Herhangi bir şekilde irdelemeye gerek kalmadan bu önerinin özellikle Çin ve Rusya'yı kastettiğini anlıyoruz. Çin'in son zamanlarda yaptığı şeyin, uluslararası hukuk kurallarına saygı göstermeye devam edilmesini ve askeri çatışmalar yerine barışçıl arabuluculukların tercih edilmesini teşvik eden bir hamle olduğunu kabul ederse insan şu sonuca varır: Çin, çok kutuplu dünya fikrini destekleyen bir faktör haline geldi. Washington ise alıştığı ‘demokratik konfor’ alanından çıkmayı ve dünyanın geri kalanıyla kendi istediği gibi değil, olduğu gibi iletişim kurmayı gerektirse bile diyalog ve iş birliği mekanizmalarını gözden geçirmelidir.
ABD’liler son Suudi Arabistan-İran anlaşmasından sonra öngörülebilir gelecekte bir sağduyuya sahip olacak mı?

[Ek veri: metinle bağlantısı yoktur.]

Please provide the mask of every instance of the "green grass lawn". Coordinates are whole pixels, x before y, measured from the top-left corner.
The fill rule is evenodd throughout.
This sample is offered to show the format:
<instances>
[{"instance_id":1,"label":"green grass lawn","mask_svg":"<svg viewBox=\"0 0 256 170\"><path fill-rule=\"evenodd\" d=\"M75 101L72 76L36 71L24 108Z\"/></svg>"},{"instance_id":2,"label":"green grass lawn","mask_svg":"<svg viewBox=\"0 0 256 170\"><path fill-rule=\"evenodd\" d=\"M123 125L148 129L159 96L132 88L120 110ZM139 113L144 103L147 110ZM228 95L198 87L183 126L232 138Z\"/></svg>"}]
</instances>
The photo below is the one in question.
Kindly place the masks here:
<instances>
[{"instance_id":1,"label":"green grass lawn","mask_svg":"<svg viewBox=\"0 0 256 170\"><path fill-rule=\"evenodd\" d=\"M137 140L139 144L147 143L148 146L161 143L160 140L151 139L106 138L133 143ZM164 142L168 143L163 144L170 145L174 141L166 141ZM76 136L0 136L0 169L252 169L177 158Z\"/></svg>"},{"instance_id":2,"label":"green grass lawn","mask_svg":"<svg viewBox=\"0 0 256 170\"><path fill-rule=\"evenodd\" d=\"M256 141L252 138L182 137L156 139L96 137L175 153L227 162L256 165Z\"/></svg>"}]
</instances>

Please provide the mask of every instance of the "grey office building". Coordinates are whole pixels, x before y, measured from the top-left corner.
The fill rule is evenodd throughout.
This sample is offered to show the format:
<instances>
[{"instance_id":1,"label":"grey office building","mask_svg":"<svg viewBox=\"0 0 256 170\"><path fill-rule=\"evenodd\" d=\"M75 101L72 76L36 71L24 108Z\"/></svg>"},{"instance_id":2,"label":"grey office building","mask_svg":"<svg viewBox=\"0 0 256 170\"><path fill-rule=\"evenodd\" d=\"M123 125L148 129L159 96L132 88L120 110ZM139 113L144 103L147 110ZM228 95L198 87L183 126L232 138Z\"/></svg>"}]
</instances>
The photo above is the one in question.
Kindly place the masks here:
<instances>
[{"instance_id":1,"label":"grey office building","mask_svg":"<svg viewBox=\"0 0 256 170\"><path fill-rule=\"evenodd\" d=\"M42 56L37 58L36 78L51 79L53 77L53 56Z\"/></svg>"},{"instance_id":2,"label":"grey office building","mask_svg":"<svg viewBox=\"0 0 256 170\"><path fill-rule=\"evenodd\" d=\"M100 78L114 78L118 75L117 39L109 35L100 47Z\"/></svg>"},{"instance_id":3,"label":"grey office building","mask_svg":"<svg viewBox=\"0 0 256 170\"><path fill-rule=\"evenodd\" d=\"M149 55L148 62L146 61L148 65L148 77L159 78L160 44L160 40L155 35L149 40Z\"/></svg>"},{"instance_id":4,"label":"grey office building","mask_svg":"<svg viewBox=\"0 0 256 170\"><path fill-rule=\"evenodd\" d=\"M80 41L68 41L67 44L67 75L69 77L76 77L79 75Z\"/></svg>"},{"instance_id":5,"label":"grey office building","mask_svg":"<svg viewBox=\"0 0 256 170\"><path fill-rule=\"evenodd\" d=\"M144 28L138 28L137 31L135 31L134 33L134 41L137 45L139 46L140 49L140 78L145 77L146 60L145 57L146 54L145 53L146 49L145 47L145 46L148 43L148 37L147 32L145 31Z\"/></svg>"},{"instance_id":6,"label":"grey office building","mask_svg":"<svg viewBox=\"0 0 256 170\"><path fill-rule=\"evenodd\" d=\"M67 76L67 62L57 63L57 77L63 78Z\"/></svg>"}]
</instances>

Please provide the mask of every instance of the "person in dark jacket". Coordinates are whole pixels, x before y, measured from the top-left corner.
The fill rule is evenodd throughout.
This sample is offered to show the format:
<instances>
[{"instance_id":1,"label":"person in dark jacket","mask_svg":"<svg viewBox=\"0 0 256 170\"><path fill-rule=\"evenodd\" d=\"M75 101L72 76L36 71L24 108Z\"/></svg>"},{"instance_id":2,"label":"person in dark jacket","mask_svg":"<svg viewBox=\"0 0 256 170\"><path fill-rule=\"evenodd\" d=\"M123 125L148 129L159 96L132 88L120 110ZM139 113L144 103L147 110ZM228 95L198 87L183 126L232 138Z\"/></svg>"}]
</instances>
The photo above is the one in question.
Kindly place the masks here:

Bu soruya cevap vermek için daha uzun bir süre ABD’nin tepkilerinin takip edilmesi gerekiyor. Ancak hiç şüphesiz Beyaz Saray'ın efendisine ulaşan mesajın içeriği şöyle: Tek kamp, özellikle de ABD kampı ve etrafındaki saflaşma dönemi tarihe karıştı. Şimdi kozmik rahimde oluşan ve yeni bir dünya düzeninin ortaya çıkmasını bekleyen yapışık veya esnek ittifakların olduğu bir esnek bir dönem ile karşıyayız.